Drop-Bottleneck (DB)

This is the code for our paper,

Jaekyeom Kim, Minjung Kim, Dongyeon Woo and Gunhee Kim. Drop-Bottleneck: Learning Discrete Compressed Representation for Noise-Robust Exploration. In ICLR, 2021. [paper] [arxiv] [talk]

In the paper, we propose a novel information bottleneck (IB) method named Drop-Bottleneck, which discretely drops features that are irrelevant to the target variable. Drop-Bottleneck not only enjoys a simple and tractable compression objective but also additionally provides a deterministic compressed representation of the input variable, which is useful for inference tasks that require consistent representation. Moreover, it can jointly learn a feature extractor and select features considering each feature dimension’s relevance to the target task, which is unattainable by most neural network-based IB methods. We propose an exploration method based on Drop-Bottleneck for reinforcement learning tasks. In a multitude of noisy and reward sparse maze navigation tasks in VizDoom and DMLab, our exploration method achieves state-of-the-art performance. As a new IB framework, we demonstrate that Drop-Bottleneck outperforms Variational Information Bottleneck (VIB) (Alemi et al., 2017) in multiple aspects including adversarial robustness and dimensionality reduction. This repository provides the implementation for the exploration method with Drop-Bottleneck and the DMLab navigation tasks.

Citing the paper

If you find our work or this code useful in your research, please cite

@inproceedings{kim2021_dropbottleneck,
    title={Drop-Bottleneck: Learning Discrete Compressed Representation for Noise-Robust Exploration},
    author={Kim, Jaekyeom and Kim, Minjung and Woo, Dongyeon and Kim, Gunhee},
    booktitle={International Conference on Learning Representations (ICLR)},
    year={2021},
}

Requirements

This codebase was tested on environments with the following components:

Ubuntu 16.04 machine
sudo privileges (for installing dependencies)
CUDA-compatible GPUs
Anaconda

Environment setup

Install dependencies for the DMLab pip package following the instructions
(In the main directory) create conda env and activate it by running:
```
conda env create -f environment.yml
conda activate db-expl
```
Make sure that the environment variable CONDA_PREFIX is properly set.

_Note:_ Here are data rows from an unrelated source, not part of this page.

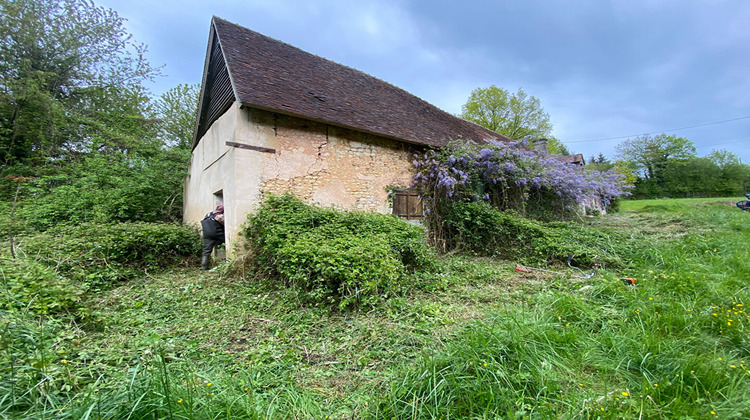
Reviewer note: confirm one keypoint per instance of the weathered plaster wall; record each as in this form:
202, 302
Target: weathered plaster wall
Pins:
319, 163
335, 166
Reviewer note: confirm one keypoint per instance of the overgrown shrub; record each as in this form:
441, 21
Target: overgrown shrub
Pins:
28, 284
349, 258
480, 228
98, 254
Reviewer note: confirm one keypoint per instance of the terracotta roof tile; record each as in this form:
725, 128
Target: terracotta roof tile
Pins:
271, 75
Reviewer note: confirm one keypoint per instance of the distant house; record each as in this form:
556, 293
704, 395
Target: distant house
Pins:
273, 118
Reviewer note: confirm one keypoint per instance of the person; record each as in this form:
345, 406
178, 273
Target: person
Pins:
213, 234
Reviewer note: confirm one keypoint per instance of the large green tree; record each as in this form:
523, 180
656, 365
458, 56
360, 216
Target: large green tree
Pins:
65, 64
651, 154
512, 115
176, 111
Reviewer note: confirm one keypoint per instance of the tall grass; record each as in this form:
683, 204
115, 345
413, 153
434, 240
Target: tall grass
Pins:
675, 345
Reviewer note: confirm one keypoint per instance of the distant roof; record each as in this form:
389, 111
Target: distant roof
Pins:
260, 72
576, 159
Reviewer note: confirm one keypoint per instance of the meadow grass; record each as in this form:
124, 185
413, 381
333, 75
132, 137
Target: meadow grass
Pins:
483, 342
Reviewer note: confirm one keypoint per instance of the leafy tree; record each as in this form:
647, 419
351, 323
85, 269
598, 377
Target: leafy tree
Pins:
176, 111
650, 154
723, 158
62, 64
512, 115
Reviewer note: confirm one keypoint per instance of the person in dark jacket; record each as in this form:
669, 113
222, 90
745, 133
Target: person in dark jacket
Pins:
213, 234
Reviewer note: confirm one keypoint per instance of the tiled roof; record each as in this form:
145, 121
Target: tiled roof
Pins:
268, 74
576, 159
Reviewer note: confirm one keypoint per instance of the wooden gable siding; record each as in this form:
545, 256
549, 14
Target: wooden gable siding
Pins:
218, 93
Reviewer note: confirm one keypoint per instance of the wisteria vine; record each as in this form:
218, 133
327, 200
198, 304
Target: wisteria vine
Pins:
511, 176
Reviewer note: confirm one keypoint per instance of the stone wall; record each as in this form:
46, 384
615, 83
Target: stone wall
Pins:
317, 162
335, 166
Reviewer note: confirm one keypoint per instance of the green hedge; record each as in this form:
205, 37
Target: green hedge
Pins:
98, 254
348, 258
481, 229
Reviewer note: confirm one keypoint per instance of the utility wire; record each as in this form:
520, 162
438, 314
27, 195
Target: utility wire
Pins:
660, 131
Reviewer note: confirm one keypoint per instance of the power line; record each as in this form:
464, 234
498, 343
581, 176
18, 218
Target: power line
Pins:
660, 131
721, 144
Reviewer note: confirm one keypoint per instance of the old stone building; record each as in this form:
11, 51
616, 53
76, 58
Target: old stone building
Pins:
273, 118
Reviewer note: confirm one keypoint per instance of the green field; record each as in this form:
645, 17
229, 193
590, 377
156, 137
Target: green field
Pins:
483, 341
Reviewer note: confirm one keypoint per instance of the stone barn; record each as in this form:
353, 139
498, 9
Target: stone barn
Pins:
273, 118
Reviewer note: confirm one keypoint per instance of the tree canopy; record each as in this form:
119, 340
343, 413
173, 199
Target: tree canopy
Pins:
512, 115
667, 166
650, 154
75, 113
65, 66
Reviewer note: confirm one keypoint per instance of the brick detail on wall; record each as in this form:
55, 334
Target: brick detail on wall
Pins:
335, 166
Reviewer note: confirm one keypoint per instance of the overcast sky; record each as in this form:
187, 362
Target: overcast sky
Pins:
603, 70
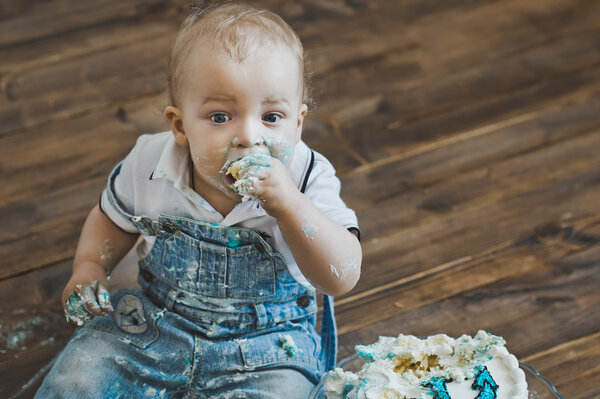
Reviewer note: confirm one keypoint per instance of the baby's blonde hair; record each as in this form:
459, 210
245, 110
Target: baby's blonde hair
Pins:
236, 30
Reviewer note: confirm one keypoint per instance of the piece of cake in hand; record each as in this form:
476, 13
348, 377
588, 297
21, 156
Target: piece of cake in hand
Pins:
436, 367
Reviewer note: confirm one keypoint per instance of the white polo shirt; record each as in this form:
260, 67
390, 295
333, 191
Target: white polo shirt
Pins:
155, 179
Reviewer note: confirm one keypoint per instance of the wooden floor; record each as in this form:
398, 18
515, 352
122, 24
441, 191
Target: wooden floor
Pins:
466, 134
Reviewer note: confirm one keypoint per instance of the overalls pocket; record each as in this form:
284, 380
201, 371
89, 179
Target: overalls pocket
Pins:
132, 320
282, 349
216, 270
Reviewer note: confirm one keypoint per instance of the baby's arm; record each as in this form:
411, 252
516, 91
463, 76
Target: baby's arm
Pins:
328, 255
102, 245
325, 251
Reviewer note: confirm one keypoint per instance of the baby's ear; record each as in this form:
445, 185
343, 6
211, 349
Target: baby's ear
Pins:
173, 114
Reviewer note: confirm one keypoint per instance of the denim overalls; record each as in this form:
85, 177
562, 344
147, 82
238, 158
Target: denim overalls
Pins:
218, 315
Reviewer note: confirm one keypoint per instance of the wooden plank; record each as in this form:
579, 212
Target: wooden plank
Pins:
416, 107
68, 152
40, 20
463, 233
63, 90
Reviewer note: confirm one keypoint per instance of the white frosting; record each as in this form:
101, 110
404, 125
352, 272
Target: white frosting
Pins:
398, 368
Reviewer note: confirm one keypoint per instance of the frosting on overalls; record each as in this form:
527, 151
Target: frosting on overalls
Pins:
231, 283
217, 311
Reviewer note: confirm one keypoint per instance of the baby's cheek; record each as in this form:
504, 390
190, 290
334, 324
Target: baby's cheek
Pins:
280, 148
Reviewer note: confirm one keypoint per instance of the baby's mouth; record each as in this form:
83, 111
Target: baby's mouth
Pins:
232, 170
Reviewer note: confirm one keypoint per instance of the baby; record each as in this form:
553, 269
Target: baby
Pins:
241, 224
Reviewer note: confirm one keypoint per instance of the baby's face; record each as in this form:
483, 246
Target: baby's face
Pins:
229, 109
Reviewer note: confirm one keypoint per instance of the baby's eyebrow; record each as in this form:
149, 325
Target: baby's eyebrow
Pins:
275, 100
222, 99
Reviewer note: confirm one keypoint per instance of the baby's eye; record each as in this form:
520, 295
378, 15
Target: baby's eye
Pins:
271, 118
219, 117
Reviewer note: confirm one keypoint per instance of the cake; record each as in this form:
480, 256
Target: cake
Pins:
436, 367
252, 163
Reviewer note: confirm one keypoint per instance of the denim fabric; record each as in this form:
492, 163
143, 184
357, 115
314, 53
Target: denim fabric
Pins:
218, 315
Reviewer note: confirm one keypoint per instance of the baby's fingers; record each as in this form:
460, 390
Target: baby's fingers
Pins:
86, 302
104, 299
75, 309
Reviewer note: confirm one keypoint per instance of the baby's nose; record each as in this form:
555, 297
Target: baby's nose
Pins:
249, 136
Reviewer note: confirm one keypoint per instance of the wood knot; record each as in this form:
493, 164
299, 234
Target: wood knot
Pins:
552, 231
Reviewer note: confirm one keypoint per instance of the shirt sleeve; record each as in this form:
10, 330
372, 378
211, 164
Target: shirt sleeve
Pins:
118, 198
323, 188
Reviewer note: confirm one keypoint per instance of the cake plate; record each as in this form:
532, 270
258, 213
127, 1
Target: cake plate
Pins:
538, 386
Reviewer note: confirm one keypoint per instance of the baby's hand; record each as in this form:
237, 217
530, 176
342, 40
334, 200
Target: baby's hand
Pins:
83, 299
270, 182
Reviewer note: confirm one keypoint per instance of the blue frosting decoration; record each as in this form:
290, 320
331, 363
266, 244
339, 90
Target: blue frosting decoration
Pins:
485, 384
438, 385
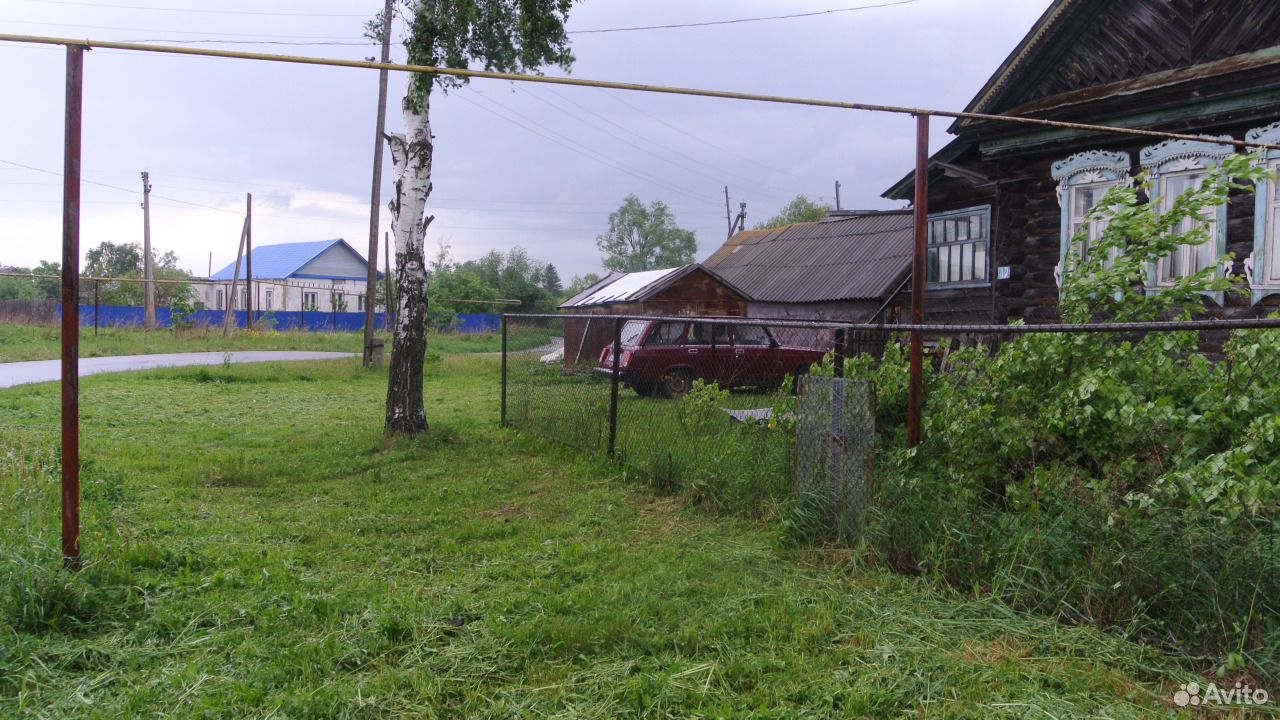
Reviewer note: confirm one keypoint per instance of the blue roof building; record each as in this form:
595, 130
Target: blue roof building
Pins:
320, 260
327, 276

Clone DMLab and build and install DMLab with essential modifications:

git clone https://github.com/deepmind/lab
cd lab
git checkout 7b851dcbf6171fa184bf8a25bf2c87fe6d3f5380
git apply ../third_party/dmlab/dmlab_min_goal_distance.patch
git apply ../third_party/dmlab/dmlab_conda.patch
bash ./build.sh

build.sh will try to install some required packages by running sudo commands.

Training

In order to obtain Table 1 from the paper, the following training commands need to be run:

Command	Reward condition	Noise setting	Average Reward Sum (Test)
`python scripts/launcher_script_rlb.py --scenario sparse --noise_type image_action`	Sparse	Image Action	30.4
`python scripts/launcher_script_rlb.py --scenario sparse --noise_type noise`	Sparse	Noise	32.7
`python scripts/launcher_script_rlb.py --scenario sparse --noise_type noise_action`	Sparse	Noise Action	30.6
`python scripts/launcher_script_rlb.py --scenario verysparse --noise_type image_action`	Very Sparse	Image Action	28.8
`python scripts/launcher_script_rlb.py --scenario verysparse --noise_type noise`	Very Sparse	Noise	29.1
`python scripts/launcher_script_rlb.py --scenario verysparse --noise_type noise_action`	Very Sparse	Noise Action	26.9

Note that the results in Table 1 are the test reward sums averaged over 30 runs for each setting and the actual images used for "Image Action" tasks are not included in this codebase since we do not hold the right to distribute them.

Evaluation

Each training command creates an experiment directory under exp directory.
Experiment directories contain reward_test.csv files, which list episode reward sums in test environments at each evaluation step.
From the reward_test.csv files, final test reward sums can be obtained by taking the values at step 20M (20044800). Thus, gathering the results can be easily done with shell commands such as
```
grep "20044800," exp/*/reward_test.csv
```

Acknowledgments

This source code is based on the official implementation for Episodic Curiosity Through Reachability.